The PyPI project and distribution name is `nanoc`; the app name remains nanoCode, the import package remains `nanocode`, and the installed command is `nanoc`.

PyPI releases are published by `.github/workflows/publish.yml` using PyPI Trusted Publishing. Configure a pending GitHub Actions publisher on PyPI with:

- PyPI project name: `nanoc`
- Owner: `mmcguffi`
- Repository name: `nanoCode`
- Workflow name: `publish.yml`
- Environment name: `pypi`

Version numbers use a major-only scheme: `0`, `1`, `2`, and so on. The first release is `0`.

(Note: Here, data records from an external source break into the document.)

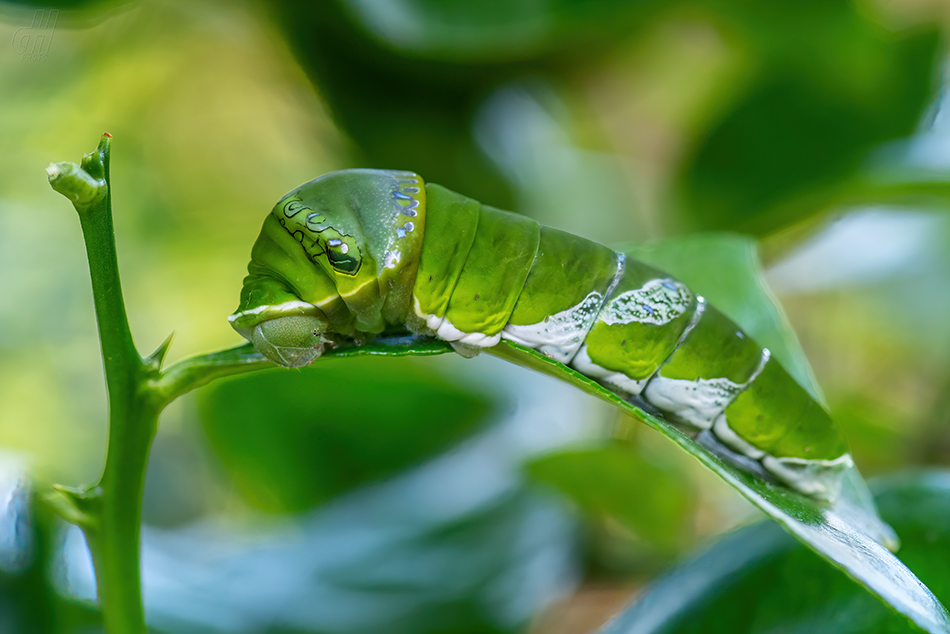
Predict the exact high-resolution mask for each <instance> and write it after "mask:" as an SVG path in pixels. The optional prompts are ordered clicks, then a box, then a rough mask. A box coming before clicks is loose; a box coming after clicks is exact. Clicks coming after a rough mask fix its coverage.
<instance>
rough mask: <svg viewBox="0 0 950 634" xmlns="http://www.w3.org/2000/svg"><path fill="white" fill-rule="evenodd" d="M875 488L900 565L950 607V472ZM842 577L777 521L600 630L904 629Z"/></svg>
mask: <svg viewBox="0 0 950 634" xmlns="http://www.w3.org/2000/svg"><path fill="white" fill-rule="evenodd" d="M878 484H879V486H876V487H874V488H875V489H876V490H877V491H878V493H877V495H876V499H877V503H878V506H879V508H880V509H881V512H882V514H883V516H884V519H885V520H887V521H888V522H890V523H891V524H892V525H893V526H894V528H895V529H896V530H897V532H898V534H899V535H900V537H901V542H902V544H903V545H902V547H901V551H900V556H901V559H902V560H903V561H904V562H905V563H906V564H907V565H908V567H910V569H911V570H913V571H914V572H915V573H916V574H917V575H918V576H919V577H920V579H921V580H922V581H923V582H925V583H926V584H927V585H928V586H929V587H930V588H931V589H932V590H933V591H934V593H935V594H936V595H937V597H938V598H940V599H942V600H943V601H944V602H947V601H950V472H946V471H942V472H931V473H925V474H919V475H904V476H892V477H890V478H887V479H886V480H881V481H880V482H879V483H878ZM912 629H915V628H913V627H912V626H911V625H910V624H909V623H908V621H907V619H906V618H905V617H903V616H901V615H899V614H895V613H894V612H892V611H890V610H888V609H887V608H885V607H884V605H882V604H881V603H880V602H878V601H876V600H875V599H874V598H873V597H872V596H871V595H869V594H868V593H867V592H865V591H864V590H863V589H862V588H861V587H860V586H859V585H857V584H855V583H854V582H852V581H851V580H850V579H849V578H848V577H847V576H846V575H844V574H842V573H841V572H840V571H836V570H834V569H833V568H830V567H829V566H827V565H825V562H823V561H822V560H821V559H820V558H819V557H817V556H816V555H815V554H814V553H813V552H812V551H810V550H809V549H807V548H805V547H804V546H803V545H802V544H800V543H798V542H796V541H795V540H793V539H792V538H791V537H789V536H788V535H787V534H785V533H784V532H782V531H781V530H779V529H778V527H777V526H775V525H774V524H757V525H755V526H750V527H748V528H745V529H742V530H740V531H738V532H736V533H734V534H733V535H731V536H729V537H727V538H725V539H723V540H722V541H720V542H719V543H717V544H716V545H714V546H713V547H712V548H711V549H710V550H709V551H708V552H706V553H704V554H702V555H699V556H698V557H696V558H695V559H693V560H691V561H689V562H687V563H685V564H683V565H682V566H680V567H679V568H678V569H676V570H675V571H673V572H672V573H670V574H669V575H667V576H666V577H665V578H664V579H662V580H660V581H658V582H657V583H656V584H654V586H653V588H652V590H650V591H649V592H647V594H646V595H644V596H642V597H641V598H640V599H639V600H638V601H637V602H636V603H634V604H633V605H632V606H631V607H629V608H628V609H627V610H625V611H624V612H623V613H621V615H620V616H618V617H617V618H616V619H615V620H614V621H613V622H611V623H610V624H609V625H608V626H607V627H605V628H604V629H603V630H602V633H603V634H660V633H661V632H664V633H669V634H673V633H676V634H686V633H688V632H696V633H699V632H703V633H712V632H747V633H749V634H752V633H760V632H761V633H766V632H800V633H802V634H804V633H805V632H808V633H815V634H820V633H823V632H828V633H834V634H859V633H861V634H865V633H866V634H870V633H872V632H873V633H875V634H884V633H890V632H894V633H895V634H896V633H898V632H907V631H909V630H912Z"/></svg>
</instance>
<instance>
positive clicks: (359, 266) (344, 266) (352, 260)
mask: <svg viewBox="0 0 950 634" xmlns="http://www.w3.org/2000/svg"><path fill="white" fill-rule="evenodd" d="M327 259H328V260H329V261H330V266H332V267H333V268H334V269H336V270H337V271H339V272H340V273H343V274H345V275H356V272H357V271H359V270H360V265H361V264H362V263H363V262H362V260H361V259H360V258H358V257H353V256H352V255H351V254H349V253H343V252H342V251H341V250H340V249H339V248H337V249H327Z"/></svg>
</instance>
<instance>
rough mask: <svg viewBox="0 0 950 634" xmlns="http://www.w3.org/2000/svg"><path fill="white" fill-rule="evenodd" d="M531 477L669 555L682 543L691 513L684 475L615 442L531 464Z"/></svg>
mask: <svg viewBox="0 0 950 634" xmlns="http://www.w3.org/2000/svg"><path fill="white" fill-rule="evenodd" d="M527 469H528V472H529V473H530V474H531V476H532V477H533V478H534V479H535V480H538V481H539V482H543V483H545V484H548V485H550V486H552V487H554V488H555V489H557V490H558V491H560V492H561V493H563V494H565V495H567V496H568V497H569V498H570V499H572V500H574V501H575V502H576V503H577V504H578V505H579V506H580V507H581V508H582V509H583V510H584V511H585V512H586V513H588V514H591V515H594V516H607V517H612V518H615V519H616V520H618V521H619V522H621V523H622V524H624V525H626V526H627V527H629V528H630V529H632V530H633V531H634V532H636V533H637V534H638V535H640V536H641V537H643V538H644V539H646V540H648V541H650V542H652V543H653V544H655V545H656V546H658V547H659V548H661V549H663V550H665V551H672V550H674V549H676V548H677V547H678V546H681V545H682V544H683V541H684V539H685V537H686V536H687V531H686V525H685V523H686V521H687V518H688V517H689V516H690V512H691V511H692V497H693V496H692V491H691V490H690V487H689V482H688V479H687V478H686V477H685V475H684V474H683V473H682V472H680V471H676V470H673V469H668V468H664V467H662V466H660V465H657V464H654V463H652V462H648V461H646V460H644V458H643V457H642V456H641V455H639V454H638V453H636V451H635V450H634V448H632V447H628V446H624V445H622V444H619V443H613V444H609V445H605V446H602V447H595V448H590V449H578V450H573V451H563V452H560V453H555V454H549V455H546V456H542V457H540V458H536V459H534V460H533V461H532V462H530V463H529V464H528V465H527Z"/></svg>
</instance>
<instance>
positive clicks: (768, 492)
mask: <svg viewBox="0 0 950 634" xmlns="http://www.w3.org/2000/svg"><path fill="white" fill-rule="evenodd" d="M633 255H634V256H635V257H641V258H643V259H644V260H646V261H647V262H649V263H651V264H654V265H656V266H660V267H661V268H664V269H666V270H668V271H670V272H671V273H673V274H674V275H676V276H677V277H679V278H680V279H681V280H683V281H684V282H686V283H687V284H688V285H689V286H690V287H691V288H692V289H693V290H694V291H696V292H697V293H700V294H702V295H705V296H706V297H707V298H708V299H709V301H710V302H711V303H712V304H713V305H716V306H717V307H719V308H720V309H721V310H723V311H724V312H725V313H726V314H727V315H729V316H730V317H731V318H732V319H734V320H735V321H736V322H737V323H738V324H739V325H740V326H741V327H742V328H743V329H745V330H746V331H747V332H748V333H749V334H751V335H752V336H753V338H755V339H756V341H758V342H759V343H760V344H762V345H767V346H769V347H774V349H775V354H776V357H777V358H779V360H780V361H781V362H782V364H783V365H785V366H786V367H787V368H789V370H790V371H793V372H794V374H793V375H794V376H795V377H796V379H798V380H799V381H800V382H802V384H803V385H804V386H806V387H808V386H811V387H812V388H817V386H816V385H815V383H814V380H813V379H812V378H811V377H810V371H809V369H808V363H807V360H806V359H805V358H804V355H803V354H802V352H801V348H800V347H799V346H798V344H797V341H796V340H795V337H794V334H793V333H792V332H791V329H790V328H788V325H787V323H786V322H785V320H784V317H783V315H782V312H781V309H780V308H779V307H778V305H777V304H776V303H775V301H774V299H773V298H772V296H771V293H770V292H769V290H768V287H767V286H766V285H765V282H764V280H763V278H762V275H761V271H760V269H759V267H758V258H757V256H756V252H755V244H754V242H753V241H751V240H750V239H748V238H742V237H738V236H733V235H728V234H722V235H717V234H710V235H703V236H690V237H686V238H679V239H673V240H668V241H665V242H662V243H658V244H655V245H652V246H649V247H645V248H643V249H641V250H639V251H637V252H636V253H634V254H633ZM490 352H491V354H494V355H496V356H499V357H501V358H505V359H507V360H509V361H512V362H514V363H521V364H522V365H525V366H527V367H531V368H534V369H536V370H539V371H541V372H544V373H547V374H550V375H552V376H556V377H558V378H560V379H562V380H564V381H567V382H569V383H572V384H573V385H575V386H577V387H579V388H581V389H583V390H585V391H587V392H588V393H590V394H593V395H595V396H597V397H599V398H601V399H603V400H605V401H607V402H610V403H613V404H614V405H616V406H617V407H619V408H620V409H622V410H624V411H625V412H627V413H629V414H630V415H631V416H633V417H634V418H637V419H639V420H641V421H643V422H645V423H646V424H647V425H649V426H650V427H652V428H654V429H656V430H657V431H659V432H660V433H661V434H663V435H664V436H666V437H667V438H669V439H670V440H672V441H673V442H675V443H676V444H678V445H679V446H680V447H681V448H683V449H684V450H685V451H686V452H688V453H689V454H691V455H692V456H693V457H695V458H696V459H698V460H699V461H700V462H701V463H703V464H704V465H705V466H706V467H707V468H709V469H710V470H711V471H713V472H714V473H716V474H717V475H719V476H720V477H721V478H722V479H723V480H725V481H726V482H727V483H729V484H730V485H731V486H733V487H734V488H735V489H736V490H737V491H739V492H740V493H741V494H742V495H743V496H745V497H746V498H747V499H748V500H749V501H750V502H752V503H753V504H754V505H755V506H757V507H758V508H759V509H760V510H762V511H763V512H764V513H765V514H766V515H768V516H769V517H771V518H773V519H775V520H777V521H778V522H779V523H780V524H781V525H782V526H784V527H785V529H786V530H787V531H789V532H790V533H792V534H793V535H795V536H796V537H797V538H798V539H800V540H801V541H802V542H804V543H805V544H807V545H808V547H810V548H812V549H813V550H815V551H816V552H817V553H819V554H820V555H821V556H822V557H824V558H825V559H827V560H828V561H830V562H832V563H833V564H834V565H835V566H838V567H840V568H842V569H843V570H845V571H846V572H847V573H848V574H849V575H851V576H852V577H853V578H854V579H856V580H858V581H859V582H860V583H861V584H863V585H864V586H865V587H867V588H868V589H869V590H870V591H871V592H873V593H875V594H876V595H877V596H879V597H880V598H881V599H882V600H884V601H886V602H888V603H889V604H890V605H892V606H893V607H894V609H896V610H898V611H899V612H901V613H902V614H905V615H907V616H909V617H910V618H913V619H914V620H915V622H917V623H918V624H920V625H922V626H923V627H925V629H927V630H928V631H930V632H942V631H944V629H943V628H945V627H950V618H948V616H947V614H946V611H945V610H944V608H943V606H941V605H940V603H939V602H938V601H937V600H936V599H934V597H933V595H932V594H930V592H929V591H928V590H927V589H926V588H925V587H924V586H922V585H921V584H920V582H919V581H918V580H917V579H916V578H915V577H914V576H913V574H911V573H910V572H909V571H908V570H907V569H906V567H905V566H903V564H901V562H900V561H898V560H897V558H895V557H894V556H893V555H892V554H891V553H889V552H888V551H887V550H886V549H885V548H884V547H882V546H881V543H888V542H890V541H891V534H890V532H889V529H888V527H886V526H885V525H883V524H881V523H880V521H879V520H878V519H877V518H876V517H875V516H874V512H873V509H868V508H867V505H866V504H864V500H863V494H864V492H863V481H861V480H860V476H858V474H857V472H856V471H853V470H852V472H851V473H850V474H849V475H848V479H847V482H846V488H847V489H848V490H849V491H850V493H849V495H846V496H845V499H844V500H842V501H841V502H839V504H838V505H837V506H836V507H835V508H834V509H827V508H823V507H821V506H819V505H818V504H816V503H815V502H814V501H813V500H811V499H808V498H805V497H803V496H801V495H798V494H796V493H793V492H792V491H790V490H788V489H785V488H783V487H780V486H776V485H773V484H771V483H768V482H765V481H763V480H761V479H759V478H758V477H757V476H755V475H753V474H751V473H749V472H747V471H744V470H741V469H739V468H738V467H736V466H734V465H732V464H731V463H726V462H724V461H723V460H722V459H720V458H719V457H717V456H715V455H713V454H712V453H711V452H710V451H709V450H708V449H706V448H705V447H703V446H702V445H700V444H699V443H698V442H697V441H696V440H694V439H692V438H691V437H689V436H687V435H686V434H685V433H683V432H682V431H680V430H679V429H677V428H676V427H674V426H673V425H671V424H669V423H668V422H666V421H665V420H663V419H662V418H659V417H658V416H655V415H653V414H650V413H647V412H645V411H643V410H642V409H640V408H639V407H637V406H636V405H634V404H632V403H628V402H627V401H624V400H623V399H621V398H619V397H618V396H617V395H615V394H614V393H613V392H611V391H609V390H606V389H605V388H603V387H601V386H600V385H599V384H597V383H595V382H594V381H592V380H590V379H588V378H587V377H585V376H583V375H581V374H579V373H577V372H575V371H574V370H572V369H569V368H565V367H564V366H562V365H560V364H557V363H555V362H553V361H551V360H550V359H548V358H546V357H544V356H543V355H541V354H539V353H536V352H534V351H532V350H528V349H527V348H523V347H521V346H517V345H515V344H512V343H510V342H507V345H501V346H497V347H496V348H493V349H491V350H490Z"/></svg>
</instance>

Create the initial `0` release manually after the major-only version and publishing workflow changes are on `main`. After version `0` is available on PyPI, `.github/workflows/release.yml` handles normal releases without bypassing branch rules. When a non-release pull request is merged into `main`, GitHub Actions opens a `release/N` pull request that bumps `version` in `pyproject.toml` and `nanocode.__version__` to the next major number. When that release pull request is merged, GitHub Actions creates a GitHub release with the same numeric tag and generated notes, then dispatches `publish.yml`.

The repository Actions setting must allow workflows to read and write repository contents so the release workflow can create release branches, open release pull requests, create releases, and dispatch publish runs. If GitHub Actions pull request creation is disabled in repository settings, the workflow leaves the `release/N` branch in place and logs a warning instead of failing. `publish.yml` runs the tests, builds the source and wheel distributions, and uploads them to PyPI without a `PYPI_TOKEN` secret. It can also be run manually from GitHub Actions if a failed publish needs to be retried before files have reached PyPI.